A Malcolm Gladwell article in the June 24, 2013 New Yorker poses an interesting idea: ignorance as a fuel for creativity. Gladwell tells about a planned railway line from Massachusetts to New York through a presumed “soft rock” mountain. The mountain turned out to be of hard rock, and the engineers had to be creative to come up with a way to overcome this obstacle.
This reminded me of the times—so many of them—when I hadn’t seen the fatal flaws in my endeavors. Looking back, I’m glad I didn’t know the difficulties I would run into, or I might not have tried and succeeded.

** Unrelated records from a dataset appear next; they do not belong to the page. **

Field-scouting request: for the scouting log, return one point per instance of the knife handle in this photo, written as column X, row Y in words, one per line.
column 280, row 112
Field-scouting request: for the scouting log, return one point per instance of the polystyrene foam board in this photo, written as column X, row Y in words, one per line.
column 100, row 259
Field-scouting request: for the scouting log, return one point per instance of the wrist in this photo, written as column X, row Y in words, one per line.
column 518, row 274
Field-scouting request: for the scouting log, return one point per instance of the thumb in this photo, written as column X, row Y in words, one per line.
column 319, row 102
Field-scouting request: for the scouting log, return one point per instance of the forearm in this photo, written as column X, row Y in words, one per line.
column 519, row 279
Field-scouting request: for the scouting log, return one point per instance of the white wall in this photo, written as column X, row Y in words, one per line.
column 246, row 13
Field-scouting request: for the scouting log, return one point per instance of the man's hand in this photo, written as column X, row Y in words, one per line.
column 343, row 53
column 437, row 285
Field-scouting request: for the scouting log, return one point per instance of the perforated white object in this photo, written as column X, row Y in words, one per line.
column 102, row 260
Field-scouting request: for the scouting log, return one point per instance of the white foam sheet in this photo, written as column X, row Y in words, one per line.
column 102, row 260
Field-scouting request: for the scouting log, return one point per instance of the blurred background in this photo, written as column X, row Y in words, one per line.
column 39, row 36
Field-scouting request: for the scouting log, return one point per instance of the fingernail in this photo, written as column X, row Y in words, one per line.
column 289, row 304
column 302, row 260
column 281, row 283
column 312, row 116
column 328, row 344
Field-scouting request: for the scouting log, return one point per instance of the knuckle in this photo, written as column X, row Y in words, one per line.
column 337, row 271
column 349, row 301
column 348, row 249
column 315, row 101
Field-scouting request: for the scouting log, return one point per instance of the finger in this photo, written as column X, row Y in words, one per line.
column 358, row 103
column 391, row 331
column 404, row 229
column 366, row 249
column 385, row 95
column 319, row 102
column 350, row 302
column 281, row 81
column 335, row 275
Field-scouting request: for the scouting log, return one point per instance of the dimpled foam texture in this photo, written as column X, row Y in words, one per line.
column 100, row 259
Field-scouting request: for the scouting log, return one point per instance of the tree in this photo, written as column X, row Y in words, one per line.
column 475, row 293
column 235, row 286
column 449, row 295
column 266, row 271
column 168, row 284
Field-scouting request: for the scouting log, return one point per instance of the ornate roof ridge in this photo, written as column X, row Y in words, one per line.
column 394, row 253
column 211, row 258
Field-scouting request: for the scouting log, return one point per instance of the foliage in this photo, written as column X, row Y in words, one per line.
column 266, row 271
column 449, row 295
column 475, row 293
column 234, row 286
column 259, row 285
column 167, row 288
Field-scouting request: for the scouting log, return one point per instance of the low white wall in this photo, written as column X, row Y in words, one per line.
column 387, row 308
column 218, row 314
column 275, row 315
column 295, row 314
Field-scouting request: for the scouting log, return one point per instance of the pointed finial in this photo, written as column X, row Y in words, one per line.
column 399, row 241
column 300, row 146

As for the times I didn’t succeed, they still added to my life experiences. I would be a different person now without them, and I’m not sorry I tried. As a matter of fact, some of those failed experiences aren’t true failures, since I believe that everything I’ve done or learned in life supports my writing, either directly or indirectly.
What good is knowing about this principle of ignorance? Is it possible to apply it to yourself, and use it to achieve more than you might otherwise? It would be difficult, short of hiring a hypnotist, to deceive yourself about the chance of your own success in achieving any particular goal. However, you can be fully aware of the potential failings, yet still apply the principle. You can deliberately attempt a goal that hasn’t got a chance of working. And then, once you’re halfway through the mountain, pretend that the entire State of Massachusetts is counting on you.
Start with this: “I’d really like to ____, but I can’t because _____.” Then do it anyway. Let me know how it worked.
By the way, although the photo above (Granite Mountain) seems to represent a hard rock mountain, in reality it is a perfect example of success in spite of ignorance. When I chose this hike, I didn’t realize how difficult it would be. But once I started, I wanted to finish, and pushed myself more than I would have under less ignorant circumstances.